2015年3月30日月曜日

アメリカのミュージカル劇団PHAMALYによる『The Fantasticks』を観て


恋は障壁があればあるほど燃え上がる?

隣り合う家に暮らす、幼なじみのふたり。互いの父は犬猿の仲でふたりの恋を猛反対、彼女が悪者に連れ去られそうになって!数々の困難を乗り越え、ハッピーエンド!と思いきや・・・障壁がなくなった途端、あんなに素敵に見えたお互いの“いいところ”が“嫌なところ”になって愛は冷めがち。仲が悪いように見えた互いの父は実は仲良しでふたりを結びつけるための作戦だったり、ふたりを固いきずなで結んだ連れ去りも実は仕組まれた事件だったり。現実を知ったふたりの間には、また壁が!離れたふたりはそれぞれ、さまざまな経験を重ねます。そんな毎日のなかで、悩んで、もがいて、傷ついて、苦しんで・・・ふたたび出会うふたり。さまざまな経験を経た後だからこそ、よりしなやかな自分に成長し、より相手を思えるようになっていたのでした。“生きる”って、その繰り返し!楽しいこと、いいことばかりじゃない。苦しいことも、辛いこともあるからこそ、おもしろいのです。

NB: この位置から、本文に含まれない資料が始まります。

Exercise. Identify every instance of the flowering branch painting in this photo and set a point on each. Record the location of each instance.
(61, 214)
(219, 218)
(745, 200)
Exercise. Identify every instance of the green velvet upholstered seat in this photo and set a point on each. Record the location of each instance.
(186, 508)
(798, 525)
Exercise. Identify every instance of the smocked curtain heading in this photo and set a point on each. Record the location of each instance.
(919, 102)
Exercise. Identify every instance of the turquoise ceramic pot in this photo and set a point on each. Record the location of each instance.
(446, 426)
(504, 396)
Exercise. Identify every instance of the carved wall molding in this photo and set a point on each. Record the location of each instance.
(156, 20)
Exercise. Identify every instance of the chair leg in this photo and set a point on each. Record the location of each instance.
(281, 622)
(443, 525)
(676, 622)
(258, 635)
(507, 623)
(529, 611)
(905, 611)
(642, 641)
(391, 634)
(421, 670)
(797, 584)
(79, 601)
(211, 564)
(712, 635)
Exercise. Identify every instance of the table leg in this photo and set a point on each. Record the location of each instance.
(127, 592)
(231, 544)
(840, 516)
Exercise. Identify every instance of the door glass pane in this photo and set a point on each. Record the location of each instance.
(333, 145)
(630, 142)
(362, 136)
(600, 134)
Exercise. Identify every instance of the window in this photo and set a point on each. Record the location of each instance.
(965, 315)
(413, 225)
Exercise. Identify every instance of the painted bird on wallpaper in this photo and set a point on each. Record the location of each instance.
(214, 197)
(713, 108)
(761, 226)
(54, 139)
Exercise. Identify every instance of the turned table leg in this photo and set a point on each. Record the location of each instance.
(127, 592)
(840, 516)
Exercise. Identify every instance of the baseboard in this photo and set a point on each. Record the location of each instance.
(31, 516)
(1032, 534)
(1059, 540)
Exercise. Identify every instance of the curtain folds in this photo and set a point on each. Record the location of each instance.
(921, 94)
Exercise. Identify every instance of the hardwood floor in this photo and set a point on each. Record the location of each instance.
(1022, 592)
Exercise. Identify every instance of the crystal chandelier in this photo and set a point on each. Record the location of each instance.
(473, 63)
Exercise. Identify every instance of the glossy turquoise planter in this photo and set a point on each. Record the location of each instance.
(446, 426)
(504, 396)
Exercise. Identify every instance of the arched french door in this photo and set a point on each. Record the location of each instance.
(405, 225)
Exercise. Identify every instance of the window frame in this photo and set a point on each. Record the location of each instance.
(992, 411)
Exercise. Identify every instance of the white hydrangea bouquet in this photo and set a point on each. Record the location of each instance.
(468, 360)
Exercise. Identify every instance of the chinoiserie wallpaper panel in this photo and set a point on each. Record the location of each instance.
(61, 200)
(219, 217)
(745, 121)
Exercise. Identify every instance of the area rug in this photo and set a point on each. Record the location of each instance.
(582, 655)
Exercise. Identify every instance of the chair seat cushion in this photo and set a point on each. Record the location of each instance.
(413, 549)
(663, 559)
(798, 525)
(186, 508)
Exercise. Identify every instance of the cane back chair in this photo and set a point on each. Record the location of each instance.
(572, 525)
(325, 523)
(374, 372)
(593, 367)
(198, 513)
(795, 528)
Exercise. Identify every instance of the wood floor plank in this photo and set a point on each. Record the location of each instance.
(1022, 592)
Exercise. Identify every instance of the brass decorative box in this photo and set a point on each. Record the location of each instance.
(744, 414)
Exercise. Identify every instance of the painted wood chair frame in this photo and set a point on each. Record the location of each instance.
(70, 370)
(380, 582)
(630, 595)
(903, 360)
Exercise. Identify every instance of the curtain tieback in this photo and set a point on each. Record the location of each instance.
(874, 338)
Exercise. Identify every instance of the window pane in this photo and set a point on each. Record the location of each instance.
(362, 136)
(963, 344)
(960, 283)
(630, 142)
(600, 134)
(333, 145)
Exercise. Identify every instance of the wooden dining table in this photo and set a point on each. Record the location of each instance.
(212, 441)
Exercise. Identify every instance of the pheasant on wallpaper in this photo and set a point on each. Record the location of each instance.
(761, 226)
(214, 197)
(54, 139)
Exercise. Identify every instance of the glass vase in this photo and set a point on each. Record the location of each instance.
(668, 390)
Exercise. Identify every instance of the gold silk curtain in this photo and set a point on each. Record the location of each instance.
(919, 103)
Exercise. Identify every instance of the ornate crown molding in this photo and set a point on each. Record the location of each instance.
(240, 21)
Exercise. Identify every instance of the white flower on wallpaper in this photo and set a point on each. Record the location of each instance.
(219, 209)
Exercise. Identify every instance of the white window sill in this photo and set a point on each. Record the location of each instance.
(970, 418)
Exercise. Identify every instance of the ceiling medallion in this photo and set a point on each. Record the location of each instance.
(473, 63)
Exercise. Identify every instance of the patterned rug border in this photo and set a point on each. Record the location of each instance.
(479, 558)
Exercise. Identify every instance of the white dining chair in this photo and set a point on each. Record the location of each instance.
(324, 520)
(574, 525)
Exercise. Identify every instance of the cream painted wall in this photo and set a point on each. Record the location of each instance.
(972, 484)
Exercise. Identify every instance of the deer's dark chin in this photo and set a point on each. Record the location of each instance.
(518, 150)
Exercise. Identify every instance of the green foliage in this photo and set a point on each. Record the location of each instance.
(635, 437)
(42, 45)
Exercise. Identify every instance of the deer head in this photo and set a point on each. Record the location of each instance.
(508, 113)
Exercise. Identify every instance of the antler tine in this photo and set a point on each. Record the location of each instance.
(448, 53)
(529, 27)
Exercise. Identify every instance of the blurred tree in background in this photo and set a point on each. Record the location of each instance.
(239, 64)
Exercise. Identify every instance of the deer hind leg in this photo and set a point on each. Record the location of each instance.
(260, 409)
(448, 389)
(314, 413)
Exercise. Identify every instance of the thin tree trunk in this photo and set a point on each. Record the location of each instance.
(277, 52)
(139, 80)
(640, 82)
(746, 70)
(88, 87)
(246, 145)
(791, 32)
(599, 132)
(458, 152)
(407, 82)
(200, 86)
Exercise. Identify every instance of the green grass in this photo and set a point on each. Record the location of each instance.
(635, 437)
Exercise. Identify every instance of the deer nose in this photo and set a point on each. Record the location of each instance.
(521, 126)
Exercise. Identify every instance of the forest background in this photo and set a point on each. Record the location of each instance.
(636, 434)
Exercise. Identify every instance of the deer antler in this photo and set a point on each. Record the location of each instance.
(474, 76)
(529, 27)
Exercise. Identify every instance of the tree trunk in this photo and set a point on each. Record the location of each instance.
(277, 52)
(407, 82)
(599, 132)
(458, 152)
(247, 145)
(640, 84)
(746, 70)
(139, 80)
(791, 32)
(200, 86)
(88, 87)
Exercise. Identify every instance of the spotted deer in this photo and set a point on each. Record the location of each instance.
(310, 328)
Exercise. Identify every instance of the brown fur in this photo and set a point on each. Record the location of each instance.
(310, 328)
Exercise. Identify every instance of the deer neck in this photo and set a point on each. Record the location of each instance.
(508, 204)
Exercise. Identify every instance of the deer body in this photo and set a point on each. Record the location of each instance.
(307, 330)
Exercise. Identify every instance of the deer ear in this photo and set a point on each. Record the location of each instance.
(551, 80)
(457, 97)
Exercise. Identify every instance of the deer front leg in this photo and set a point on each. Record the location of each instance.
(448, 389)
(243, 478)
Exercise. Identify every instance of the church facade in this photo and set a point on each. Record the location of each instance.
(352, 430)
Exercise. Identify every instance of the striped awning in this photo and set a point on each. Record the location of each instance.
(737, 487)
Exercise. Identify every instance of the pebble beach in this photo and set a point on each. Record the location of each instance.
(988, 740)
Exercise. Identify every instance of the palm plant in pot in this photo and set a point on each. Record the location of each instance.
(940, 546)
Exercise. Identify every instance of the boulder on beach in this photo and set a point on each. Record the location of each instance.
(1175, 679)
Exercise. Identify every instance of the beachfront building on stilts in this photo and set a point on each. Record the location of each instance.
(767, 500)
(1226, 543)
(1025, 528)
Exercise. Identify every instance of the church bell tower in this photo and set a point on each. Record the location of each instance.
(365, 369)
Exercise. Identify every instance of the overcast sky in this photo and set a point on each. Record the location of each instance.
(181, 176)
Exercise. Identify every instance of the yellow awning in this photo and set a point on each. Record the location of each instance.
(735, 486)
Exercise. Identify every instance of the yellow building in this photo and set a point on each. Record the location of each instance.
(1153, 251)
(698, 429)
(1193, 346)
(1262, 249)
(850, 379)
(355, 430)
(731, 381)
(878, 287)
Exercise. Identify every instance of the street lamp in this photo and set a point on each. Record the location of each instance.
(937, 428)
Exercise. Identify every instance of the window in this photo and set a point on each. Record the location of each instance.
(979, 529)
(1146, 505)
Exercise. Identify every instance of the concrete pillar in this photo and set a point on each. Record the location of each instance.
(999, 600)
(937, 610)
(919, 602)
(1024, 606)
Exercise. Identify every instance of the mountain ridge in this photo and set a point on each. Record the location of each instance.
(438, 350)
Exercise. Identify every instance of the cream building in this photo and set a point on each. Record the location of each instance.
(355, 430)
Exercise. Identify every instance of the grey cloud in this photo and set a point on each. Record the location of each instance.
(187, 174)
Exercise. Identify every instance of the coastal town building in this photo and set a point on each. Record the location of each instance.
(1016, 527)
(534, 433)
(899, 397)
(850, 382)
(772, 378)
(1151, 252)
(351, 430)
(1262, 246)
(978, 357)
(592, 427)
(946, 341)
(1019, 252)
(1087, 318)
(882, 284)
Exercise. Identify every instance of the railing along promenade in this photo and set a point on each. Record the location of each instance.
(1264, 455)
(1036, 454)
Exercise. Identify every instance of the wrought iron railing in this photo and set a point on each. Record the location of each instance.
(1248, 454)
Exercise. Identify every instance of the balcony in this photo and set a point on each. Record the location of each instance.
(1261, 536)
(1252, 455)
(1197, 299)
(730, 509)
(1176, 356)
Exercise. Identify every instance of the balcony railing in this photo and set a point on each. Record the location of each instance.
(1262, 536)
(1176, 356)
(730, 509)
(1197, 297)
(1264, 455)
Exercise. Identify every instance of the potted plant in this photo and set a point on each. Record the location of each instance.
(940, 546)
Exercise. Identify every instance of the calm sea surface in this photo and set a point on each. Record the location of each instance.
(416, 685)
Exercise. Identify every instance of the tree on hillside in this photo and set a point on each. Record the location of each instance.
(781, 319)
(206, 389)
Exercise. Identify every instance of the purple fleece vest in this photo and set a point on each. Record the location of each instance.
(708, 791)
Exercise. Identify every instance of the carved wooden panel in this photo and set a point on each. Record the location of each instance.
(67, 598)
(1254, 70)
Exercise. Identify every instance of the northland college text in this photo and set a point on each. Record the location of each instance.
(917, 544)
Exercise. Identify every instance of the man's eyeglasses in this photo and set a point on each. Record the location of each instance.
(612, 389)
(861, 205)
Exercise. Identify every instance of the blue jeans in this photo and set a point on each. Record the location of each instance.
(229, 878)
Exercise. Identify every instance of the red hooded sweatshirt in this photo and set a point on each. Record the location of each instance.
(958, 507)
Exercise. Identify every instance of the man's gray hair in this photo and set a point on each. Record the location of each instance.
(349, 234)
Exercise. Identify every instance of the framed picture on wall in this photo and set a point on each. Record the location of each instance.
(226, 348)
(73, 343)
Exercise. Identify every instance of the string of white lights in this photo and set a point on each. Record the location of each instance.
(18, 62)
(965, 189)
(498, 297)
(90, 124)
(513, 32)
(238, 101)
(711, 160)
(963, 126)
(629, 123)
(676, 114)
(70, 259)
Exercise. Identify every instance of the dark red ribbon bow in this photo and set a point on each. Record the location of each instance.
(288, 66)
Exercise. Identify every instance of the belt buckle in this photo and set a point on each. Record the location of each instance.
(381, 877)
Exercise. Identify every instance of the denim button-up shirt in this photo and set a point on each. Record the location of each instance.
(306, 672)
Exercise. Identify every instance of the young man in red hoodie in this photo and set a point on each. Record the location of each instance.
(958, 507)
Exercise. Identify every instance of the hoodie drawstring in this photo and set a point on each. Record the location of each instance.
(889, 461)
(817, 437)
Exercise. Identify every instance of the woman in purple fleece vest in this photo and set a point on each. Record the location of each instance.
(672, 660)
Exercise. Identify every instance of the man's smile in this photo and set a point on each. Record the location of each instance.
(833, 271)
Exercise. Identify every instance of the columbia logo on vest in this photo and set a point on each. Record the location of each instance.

“痛みを知らない心は空虚だ”という登場人物の、そんな一言が響いてきます。


大阪・堺にある『国際障害者交流センター ビッグ・アイ』で、アメリカのミュージカル劇団『PHAMALY(ファマリー)』による『The Fantasticks(ファンタスティックス)』を観ました。PHAMALYは、演劇・音楽・ダンスに触れる機会が少ない障がい者や、芸術活動を望む・自己の想いや表現力を求める障がい者に対して、ミュージカルを手法に可能性を見い出し、舞台芸術から就労・自立・社会参加を実現してきた劇団です。

ヒロインの美しい歌声にうっとり。父×父のコンビネーションもばっちり&愉快なふたり組が登場するなど笑いの要素もあって。セリフはすべて英語だったので、聴覚障がいの方に対する鑑賞サポートのひとつである『要約筆記』ビジョンに表示される日本語訳と舞台上を交互に観ながらの鑑賞となりましたが、いつのまにか“交互に観ている”という感覚がなくなるほど、その世界に浸っていました。


PHAMALYによる日本公演を実現した『ビッグ・アイ』事業企画・プロデューサーの鈴木京子さん。最近、『インクルーシブシアターを目指してー「障害者差別解消法」で劇場はどうかわるか』という本をお書きになられました。『ビッグ・アイ』の舞台では、そこに集う、みんなで感動や喜びをわかち合えるようにさまざまな“鑑賞サポート”があります。たとえば、先ほどの『要約筆記』もそうですし、視覚障がいの方のためには音声ガイドがあります。登場人物のセリフだけではなく、状況や心理を思い浮かべられるよう、服装や思いを含んだ動作など丁寧に伝えています。音声ガイドを担当される方が、事前にヒアリングなどを重ねておられるからこそできること。